Ranulph had now stopped sobbing, and was lying there quite still. "The whole of me seems to have got inside my head, and to hurt ... just like it all gets inside a tooth when one has toothache," he said wearily.
Master Nathaniel looked at him. The fixed stare, the slightly-open mouth, the rigid motionless body, fettered by a misery too profound for restlessness—how well he knew the state of mind these things expressed! But there must surely be relief in thus allowing the mood to mould the body's attitude to its own shape.
He had no need now to ask his son for explanations. He knew so well both that sense of emptiness, that drawing in of the senses (like the antennae of some creature when danger is no longer imminent, but there), so that the physical world vanishes, while you yourself at once swell out to fill its place, and at the same time shrink to a millionth part of your former bulk, turning into a mere organ of suffering without thought and without emotions; he knew also that other phase, when one seems to be flying from days and months, like a stag from its hunters—like the fugitives, on the old tapestry, from the moon.
But when it is another person who is suffering in this way, in spite of one's pity, how trivial it all seems!
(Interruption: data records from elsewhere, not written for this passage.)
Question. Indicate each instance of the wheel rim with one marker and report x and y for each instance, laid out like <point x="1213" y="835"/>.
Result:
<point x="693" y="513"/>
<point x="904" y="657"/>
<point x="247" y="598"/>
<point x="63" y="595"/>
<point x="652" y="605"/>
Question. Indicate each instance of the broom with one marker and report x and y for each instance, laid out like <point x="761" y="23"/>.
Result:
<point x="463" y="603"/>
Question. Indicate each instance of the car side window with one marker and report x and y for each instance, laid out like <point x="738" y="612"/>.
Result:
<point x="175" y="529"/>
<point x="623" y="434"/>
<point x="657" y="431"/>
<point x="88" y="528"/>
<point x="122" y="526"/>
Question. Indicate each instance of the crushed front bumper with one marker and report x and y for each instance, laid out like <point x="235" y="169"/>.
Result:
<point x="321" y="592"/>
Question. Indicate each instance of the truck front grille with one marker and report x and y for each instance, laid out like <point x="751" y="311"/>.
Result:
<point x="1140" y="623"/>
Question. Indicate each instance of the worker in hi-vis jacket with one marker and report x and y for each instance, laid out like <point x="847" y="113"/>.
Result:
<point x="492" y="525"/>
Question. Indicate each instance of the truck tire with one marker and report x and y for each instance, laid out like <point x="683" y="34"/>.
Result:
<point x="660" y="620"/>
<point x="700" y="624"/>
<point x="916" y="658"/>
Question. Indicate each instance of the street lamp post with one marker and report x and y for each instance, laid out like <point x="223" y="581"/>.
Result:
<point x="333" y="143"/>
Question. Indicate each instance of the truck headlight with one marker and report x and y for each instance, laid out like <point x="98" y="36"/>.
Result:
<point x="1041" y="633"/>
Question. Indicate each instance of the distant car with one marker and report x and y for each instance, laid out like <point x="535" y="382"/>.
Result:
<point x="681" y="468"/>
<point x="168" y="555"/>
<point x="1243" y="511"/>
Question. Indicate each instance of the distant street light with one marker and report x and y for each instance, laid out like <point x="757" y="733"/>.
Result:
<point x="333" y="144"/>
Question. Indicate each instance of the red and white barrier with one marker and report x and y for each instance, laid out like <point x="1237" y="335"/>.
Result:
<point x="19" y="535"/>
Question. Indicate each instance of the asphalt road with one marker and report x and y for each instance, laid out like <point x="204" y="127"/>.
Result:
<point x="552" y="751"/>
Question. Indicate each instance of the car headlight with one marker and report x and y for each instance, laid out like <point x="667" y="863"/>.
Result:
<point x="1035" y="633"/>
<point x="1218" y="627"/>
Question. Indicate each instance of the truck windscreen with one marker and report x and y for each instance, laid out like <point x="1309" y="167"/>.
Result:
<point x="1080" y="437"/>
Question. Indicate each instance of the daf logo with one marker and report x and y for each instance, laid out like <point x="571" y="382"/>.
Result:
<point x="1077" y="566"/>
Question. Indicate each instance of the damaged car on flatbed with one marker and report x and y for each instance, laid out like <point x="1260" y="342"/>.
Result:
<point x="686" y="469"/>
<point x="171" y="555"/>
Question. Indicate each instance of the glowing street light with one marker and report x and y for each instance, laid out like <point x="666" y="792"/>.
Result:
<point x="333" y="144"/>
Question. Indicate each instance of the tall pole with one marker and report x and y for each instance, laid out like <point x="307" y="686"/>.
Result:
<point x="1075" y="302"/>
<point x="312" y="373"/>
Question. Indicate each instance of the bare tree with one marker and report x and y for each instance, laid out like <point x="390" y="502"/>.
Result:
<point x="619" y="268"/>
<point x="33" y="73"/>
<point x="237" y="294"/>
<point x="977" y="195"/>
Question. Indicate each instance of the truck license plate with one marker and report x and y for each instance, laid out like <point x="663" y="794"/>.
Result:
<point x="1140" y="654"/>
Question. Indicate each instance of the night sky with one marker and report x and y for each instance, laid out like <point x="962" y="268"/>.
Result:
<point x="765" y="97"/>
How certain one is of being able to expel the agony with reasoning and persuasion!
It was in a slightly husky voice that, laying his hand on Ranulph's, he said, "Come, my son, this won't do." And then, with a twinkle, he added, "Chivvy the black rooks away from the corn."
Ranulph gave a little shrill laugh. "There are no black rooks—all the birds are golden," he cried.
Master Nathaniel frowned—with that sort of thing he had no patience. But he determined to ignore it, and to keep to the aspect of the case for which he had real sympathy. "Come, my son!" he said, in a tenderly rallying voice. "Tell yourself that tomorrow it will all be gone. Why, you don't think you're the only one, do you? We all feel like that at times, but we don't let ourselves be beaten by it, and mope and pine and hang our heads. We stick a smile on our faces and go about our business."
Master Nathaniel, as he spoke, swelled with complacency. He had never realised it before, but really it was rather fine the way he had suffered in silence, all these years!
But Ranulph had sat up in bed, and was looking at him with a strange little smile.
"I'm not the same as you, father," he said quietly. And then once more he was shaken by great sobs, and screamed out in a voice of anguish, "I have eaten fairy fruit!"